Most of these sheltered classes correspond to the freshman and sophomore year curriculum since they are usually taken in tandem with the two ELD classes, and students typically move up to general classes and leave ELD in their junior and senior year. 

Brown has seen her ELD students face struggles ranging from trying to adapt to English to adjusting to living in a new country. One pressing challenge for Brown is ensuring that her students are receiving the necessary support they need in all their classes to succeed, as they have to learn new subjects while both juggling a new language and dealing with MVHS’s competitive academic environment. 

Senior Nicole Ni, who moved to the United States from Hong Kong in seventh grade, moved out of sheltered and ELD classes during her third year of high school.

“If [ELD students] want to be academically more competitive, they have to work a lot harder to study English and also writing,” Ni said. It was a little bit challenging for me [to transition out of ELD]. Teachers give lectures at a different pace so it was hard for me to adjust to AP programs.”

Brown has been working to remedy the achievement gap by working with other ELD teachers as well as future teachers of ELL students. For instance, teachers are notified when their student is classified as an ELL but has moved out of ELD. Brown believes that teachers who teach former ELD students can accommodate them by implementing scaffolds such as sentence frames to help them “kickstart their ideas so they can better access the content or express themselves clearly” and front-load materials such as difficult but essential vocabulary to give them more time to prepare. 

Junior Lemon Liu believes that not only teachers but also students play an important role in supporting ELD students, as while teachers can provide academic support, other students can provide empathy. Although Liu was never an ELD student at MVHS, her experience moving to the United States in middle school allowed her to empathize with current ELD students. 

When she joined the Interdisciplinary Research and Project Design elective at MVHS, Liu decided to host a pre-course selection event for ELD students to help them adjust to MVHS’s academic environment after ELD and sheltered classes. During this event, Liu went over different course pathways ELD students can take, provided resources for time management and invited seniors who already went through the ELD program to give advice. 

“I think it was really well received considering that a lot more people showed up than I expected,” Liu said. “I was pretty happy that even after the event, people reached out to me on Instagram to personally thank me [about] how helpful it was for them.”
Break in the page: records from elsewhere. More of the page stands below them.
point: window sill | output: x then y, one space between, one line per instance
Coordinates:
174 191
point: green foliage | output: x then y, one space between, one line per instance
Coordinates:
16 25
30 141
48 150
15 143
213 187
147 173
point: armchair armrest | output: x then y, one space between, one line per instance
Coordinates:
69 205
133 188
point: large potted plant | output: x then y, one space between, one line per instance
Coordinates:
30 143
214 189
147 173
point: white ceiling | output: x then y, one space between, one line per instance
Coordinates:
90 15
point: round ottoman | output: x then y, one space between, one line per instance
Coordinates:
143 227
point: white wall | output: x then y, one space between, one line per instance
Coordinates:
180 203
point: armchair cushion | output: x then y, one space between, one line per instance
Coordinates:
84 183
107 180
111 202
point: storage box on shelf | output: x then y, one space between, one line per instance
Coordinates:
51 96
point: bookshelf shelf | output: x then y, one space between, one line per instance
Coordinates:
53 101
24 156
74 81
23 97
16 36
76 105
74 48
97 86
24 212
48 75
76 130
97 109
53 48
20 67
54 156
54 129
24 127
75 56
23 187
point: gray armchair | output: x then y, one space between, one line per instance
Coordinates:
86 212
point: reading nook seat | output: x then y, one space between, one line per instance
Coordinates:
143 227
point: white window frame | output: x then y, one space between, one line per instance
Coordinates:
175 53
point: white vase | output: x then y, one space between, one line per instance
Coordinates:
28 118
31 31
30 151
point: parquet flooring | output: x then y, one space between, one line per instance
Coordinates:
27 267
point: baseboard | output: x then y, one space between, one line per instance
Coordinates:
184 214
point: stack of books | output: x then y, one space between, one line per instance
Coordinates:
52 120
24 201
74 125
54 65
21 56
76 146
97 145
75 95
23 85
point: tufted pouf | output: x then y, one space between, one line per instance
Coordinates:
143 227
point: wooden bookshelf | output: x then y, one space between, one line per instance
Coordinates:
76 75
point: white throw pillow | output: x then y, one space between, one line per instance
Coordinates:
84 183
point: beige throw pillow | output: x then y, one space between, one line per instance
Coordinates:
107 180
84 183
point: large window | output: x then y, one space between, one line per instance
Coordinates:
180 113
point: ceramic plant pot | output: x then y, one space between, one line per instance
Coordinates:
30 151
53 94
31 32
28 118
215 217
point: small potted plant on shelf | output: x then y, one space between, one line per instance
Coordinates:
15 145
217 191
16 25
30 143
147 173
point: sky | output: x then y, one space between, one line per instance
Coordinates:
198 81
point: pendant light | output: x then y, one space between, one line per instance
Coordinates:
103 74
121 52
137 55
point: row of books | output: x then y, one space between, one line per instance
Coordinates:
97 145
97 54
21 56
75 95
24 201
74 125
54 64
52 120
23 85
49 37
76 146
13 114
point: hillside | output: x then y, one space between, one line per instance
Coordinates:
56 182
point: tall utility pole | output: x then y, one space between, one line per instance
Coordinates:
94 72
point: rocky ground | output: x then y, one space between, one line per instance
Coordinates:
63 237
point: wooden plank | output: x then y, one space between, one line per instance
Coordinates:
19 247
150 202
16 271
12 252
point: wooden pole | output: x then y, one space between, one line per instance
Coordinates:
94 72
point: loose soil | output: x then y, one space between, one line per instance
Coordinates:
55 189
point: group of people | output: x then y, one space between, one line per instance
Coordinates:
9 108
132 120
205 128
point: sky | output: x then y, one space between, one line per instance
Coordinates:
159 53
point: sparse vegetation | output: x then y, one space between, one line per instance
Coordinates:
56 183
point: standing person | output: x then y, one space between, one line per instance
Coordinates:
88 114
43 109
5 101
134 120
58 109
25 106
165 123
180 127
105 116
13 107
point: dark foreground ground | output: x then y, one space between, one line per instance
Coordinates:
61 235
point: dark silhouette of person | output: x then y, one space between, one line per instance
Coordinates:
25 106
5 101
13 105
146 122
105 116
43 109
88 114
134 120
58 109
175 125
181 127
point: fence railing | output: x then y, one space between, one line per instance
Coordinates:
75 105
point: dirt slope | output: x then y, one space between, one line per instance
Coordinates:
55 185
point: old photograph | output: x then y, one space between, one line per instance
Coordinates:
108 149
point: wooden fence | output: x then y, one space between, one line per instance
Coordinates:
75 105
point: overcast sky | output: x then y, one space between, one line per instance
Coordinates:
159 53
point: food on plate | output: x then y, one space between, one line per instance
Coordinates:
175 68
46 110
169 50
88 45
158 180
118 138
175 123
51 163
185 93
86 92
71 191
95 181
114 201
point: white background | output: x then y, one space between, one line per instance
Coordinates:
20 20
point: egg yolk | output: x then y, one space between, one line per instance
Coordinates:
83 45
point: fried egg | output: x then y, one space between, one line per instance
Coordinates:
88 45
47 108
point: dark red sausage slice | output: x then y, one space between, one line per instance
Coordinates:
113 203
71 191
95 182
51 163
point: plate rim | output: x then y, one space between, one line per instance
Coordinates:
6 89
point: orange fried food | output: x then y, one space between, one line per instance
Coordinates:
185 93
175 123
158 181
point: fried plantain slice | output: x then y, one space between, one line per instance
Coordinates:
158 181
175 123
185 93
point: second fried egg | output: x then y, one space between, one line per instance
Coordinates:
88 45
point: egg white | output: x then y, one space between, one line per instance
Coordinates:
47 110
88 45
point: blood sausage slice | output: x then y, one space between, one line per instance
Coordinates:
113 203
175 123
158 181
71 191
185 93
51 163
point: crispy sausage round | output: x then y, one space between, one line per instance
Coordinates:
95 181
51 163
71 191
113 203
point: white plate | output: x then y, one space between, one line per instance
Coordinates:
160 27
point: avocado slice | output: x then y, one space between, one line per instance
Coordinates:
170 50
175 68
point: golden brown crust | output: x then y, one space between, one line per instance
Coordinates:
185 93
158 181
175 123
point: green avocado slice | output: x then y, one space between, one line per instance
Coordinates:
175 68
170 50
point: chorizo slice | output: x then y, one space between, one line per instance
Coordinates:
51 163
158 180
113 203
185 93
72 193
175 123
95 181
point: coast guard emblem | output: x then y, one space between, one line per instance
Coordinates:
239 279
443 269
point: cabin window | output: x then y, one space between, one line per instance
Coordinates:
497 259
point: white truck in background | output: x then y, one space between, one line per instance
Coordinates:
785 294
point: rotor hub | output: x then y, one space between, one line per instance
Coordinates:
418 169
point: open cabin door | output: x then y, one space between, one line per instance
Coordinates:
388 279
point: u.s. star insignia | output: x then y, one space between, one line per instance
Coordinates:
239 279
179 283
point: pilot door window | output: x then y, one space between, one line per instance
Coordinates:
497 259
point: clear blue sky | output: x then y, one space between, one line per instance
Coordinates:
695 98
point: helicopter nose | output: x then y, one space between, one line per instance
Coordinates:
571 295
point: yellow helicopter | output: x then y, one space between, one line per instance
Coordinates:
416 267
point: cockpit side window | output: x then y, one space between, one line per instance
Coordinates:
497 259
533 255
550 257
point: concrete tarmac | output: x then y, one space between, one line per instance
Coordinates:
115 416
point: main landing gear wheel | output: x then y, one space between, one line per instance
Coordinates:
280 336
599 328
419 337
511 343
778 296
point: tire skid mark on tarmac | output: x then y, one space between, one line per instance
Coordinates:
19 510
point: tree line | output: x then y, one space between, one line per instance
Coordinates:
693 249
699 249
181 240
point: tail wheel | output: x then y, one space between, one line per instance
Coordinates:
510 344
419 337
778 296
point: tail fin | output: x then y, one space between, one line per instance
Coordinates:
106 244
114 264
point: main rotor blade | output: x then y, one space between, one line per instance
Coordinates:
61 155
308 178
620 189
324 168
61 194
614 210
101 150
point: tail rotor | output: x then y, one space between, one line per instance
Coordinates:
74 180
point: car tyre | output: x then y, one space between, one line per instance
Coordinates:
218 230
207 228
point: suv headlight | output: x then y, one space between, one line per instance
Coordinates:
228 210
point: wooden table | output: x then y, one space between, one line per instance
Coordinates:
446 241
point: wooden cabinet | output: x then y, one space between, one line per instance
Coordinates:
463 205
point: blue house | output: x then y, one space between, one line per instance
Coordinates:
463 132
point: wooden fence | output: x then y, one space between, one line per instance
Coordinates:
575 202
Apart from academics, both Ni and Ko mentioned that one of the most significant challenges they faced was adapting to the new social environment and making friends with English native speakers. 

“In the first two years [of high school], 90% of my friends were also kids who didn’t speak English,” Ni said. “I didn’t really have the nerve to talk to [English] native speakers because we [were] not in the same classes. My friends and I realized that a lot of us don’t really have a broad social sphere, which means that our socializing with other students was limited.”

In order to create a community for international students, Ni and her friends revived the Global Friendship Club in the beginning of the 2022-23 school year, after the club’s disbandment during the COVID-19 pandemic. In GFC, students such as Ko have the opportunity to socialize, discuss current events and watch presentations on how to excel academically.

“When you don’t speak a language and when you don’t know some people, it’s really hard to focus on anything,” Ni said. “[I hope] this club gives more exposure to [ELD students], a minority of [the school], and also to have our school to be more united.”

Expanding on the community formed through GFC, Brown describes the overall ELD community as very close-knit and resilient.

“I feel like my ELD students in general really band together and they have a close sense of community in my ELD classes,” Brown said. “I also know that my students want to move through ELD, because moving out of ELD means that they have successfully mastered some more English, and I see that determination not only in my ELD class, but I think in their other classes as well. They want to do well.”